把杨氏欺负地够本了,苏秦才停止手上的动作,手舞足蹈地在苏义明面前跳着邀起功来:“爹爹你快看,秦儿把坏人打走了,爹爹莫怕,秦儿保护你!”
完全的一副傻子状态,癫疯的模样简直无懈可击。
于是苏义明一腔怒火也只能闷在心里,他总不能对着一个疯子发火。本来还想找个大夫来给苏秦把把脉,如今看她这副样子,还是将她藏起来,不要让外人看见的好!
不然被人知道了他堂堂一当朝丞相有个又丑又傻的女儿,他老脸该往哪儿搁!
叹了口气,苏义明朝苏秦摆了摆手,“好了好了,爹爹和大娘还有事要商量,你先回自己院子!”
嗯?这是要把她支开商量什么事情了?
苏秦在心里弯了弯细眉,她等的就是这个机会呢!
“嗯,秦儿这就回去觉觉!”她乖巧地呲牙笑了笑,连蹦带跳地出了书房,却在刚入拐角时脚下一旋,人又悄无声息地转了回来,学着电视剧里的情景在窗户上点破一个小洞看向屋内。

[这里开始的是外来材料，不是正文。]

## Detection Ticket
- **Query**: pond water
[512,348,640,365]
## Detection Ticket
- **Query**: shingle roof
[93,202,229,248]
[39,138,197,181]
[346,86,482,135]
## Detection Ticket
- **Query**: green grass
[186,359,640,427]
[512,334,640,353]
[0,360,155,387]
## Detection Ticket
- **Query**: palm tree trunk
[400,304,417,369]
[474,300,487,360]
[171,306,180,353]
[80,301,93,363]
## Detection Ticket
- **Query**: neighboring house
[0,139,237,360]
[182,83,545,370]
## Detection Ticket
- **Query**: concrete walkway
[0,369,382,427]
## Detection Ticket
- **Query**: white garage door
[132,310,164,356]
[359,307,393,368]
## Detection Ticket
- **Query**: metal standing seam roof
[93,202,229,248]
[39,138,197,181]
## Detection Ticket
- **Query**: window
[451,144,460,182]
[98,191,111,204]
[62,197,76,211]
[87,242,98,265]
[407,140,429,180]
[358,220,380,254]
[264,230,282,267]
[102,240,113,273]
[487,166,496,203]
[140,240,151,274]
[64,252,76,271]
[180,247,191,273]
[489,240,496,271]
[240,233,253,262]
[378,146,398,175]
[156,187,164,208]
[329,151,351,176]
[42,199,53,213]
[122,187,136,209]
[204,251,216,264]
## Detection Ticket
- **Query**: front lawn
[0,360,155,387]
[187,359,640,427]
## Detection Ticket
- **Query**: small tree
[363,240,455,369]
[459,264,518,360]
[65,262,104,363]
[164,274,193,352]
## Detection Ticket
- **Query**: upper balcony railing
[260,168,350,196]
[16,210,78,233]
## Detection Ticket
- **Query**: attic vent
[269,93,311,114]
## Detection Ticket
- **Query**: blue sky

屋内,苏义明正焦虑地走来走去:“我早说了那东西直接让雪儿带走便可,你非要让秦儿去做什么障眼法,现在可好,让二王爷盯上了吧!那二王爷虽整日里一副纨绔样子游手好闲,但身为皇子他真正实力谁敢小觑!万一让他知道雪儿是去了……可如何是好?”
相比于苏义明的焦虑,杨氏的声音倒是镇定了许多:“不用秦儿拖住二王爷,他岂不早就朝着雪儿去了?如今他全部精力已放在了秦儿身上,怎么可能想到雪儿出城其实是为了干一番大事业!我自来对待秦儿如同亲生,你以为我愿意这样做吗?”
杨氏既然摆出了如此态度,苏义明自然也不能再多埋怨,只絮叨了几句便陷入沉默。站在外面的苏秦慢慢消化着这偷听来的讯息,转身走出院子,随便扯了个丫鬟让她带自己回房。
看来这丞相府的水,比她想象中的还要深上许多啊!
还好,杨氏见她刚才那阵发疯之后定会去问先前那个屠夫,有屠夫的证词在,她应该会相信“苏秦”这个人真的已经傻了。傻子是没有任何威胁可言的,久而久之她也就会放松了对“苏秦”的加害之心,到时苏秦再去义庄随便找具尸体扔湖里假扮自己落水溺死,“苏秦”死了,这丞相府也就可以完全退出她生命的舞台了!
所以这水到底深不深,基本和她没什么关系!
想着日后的美好生活,苏秦的心情也跟着颇为美丽起来。她蹦蹦跳跳傻气十足地回到所住院子,才一进屋,就听到了房间内有阴如冷魔的声音嘶哑递来:“苏二小姐,在下等你很久了!”
什么人?!
苏秦灵眸中的警惕一闪而过,她表面一脸痴傻地歪着脑袋,实则全身肌肉已绷紧进入了全面戒备之中。
而后她便看到那人从暗处而出,慢步朝她一步步踱来。
是一戴着银质面具的男人,唯一可见的就是那双阴鸷如隼的冷眸,明明锐利非常,却又暗如死海,如同一具……没有气息的千年阴尸。
和之前所见的那个二王爷完全不同的类型,两个同样不简单的角色,眼前这个却如毒蛇般带着致命的危险,在没有准备的前提下,苏秦丝毫没有把握能全身而退。
“咦,你是在等我吗?”心里不是不紧张,好在如今这傻气十足的扮相能让苏秦稍微放松一些。她傻乎乎地笑,却又嘟着嘴皱了皱眉,一副很苦恼的样子:“可是我好像,不认识你啊!”
“呵……”银质面具低低一笑,声音沉瓮干哑而枯燥,他终于走到了苏秦跟前,上半身微微倾向她似是在打量她:“看这幅样子,倒是个傻子没错,只不过……”
他一顿,阴如死海的冷眸陡射一道寒光直袭苏秦,“是真的傻吗?若是真傻,洛意沉怎么可能花心思在你身上?还是说,你身上藏了什么秘密?”
洛意沉?苏秦想起了先前在猪肉屋遇到的二王爷,原来他叫洛意沉?他花什么心思在自己身上了?
“你等我是来找我做游戏吗?好啊好啊,秦儿最喜欢做游戏了!”且不管他到底有没有花心思,苏秦目前最重要的是从眼前这人面前安全逃离,她貌似欢喜地拍着手,边后退边哈哈笑道:“我们来玩捉迷藏,我先藏起来,你来找我哦!”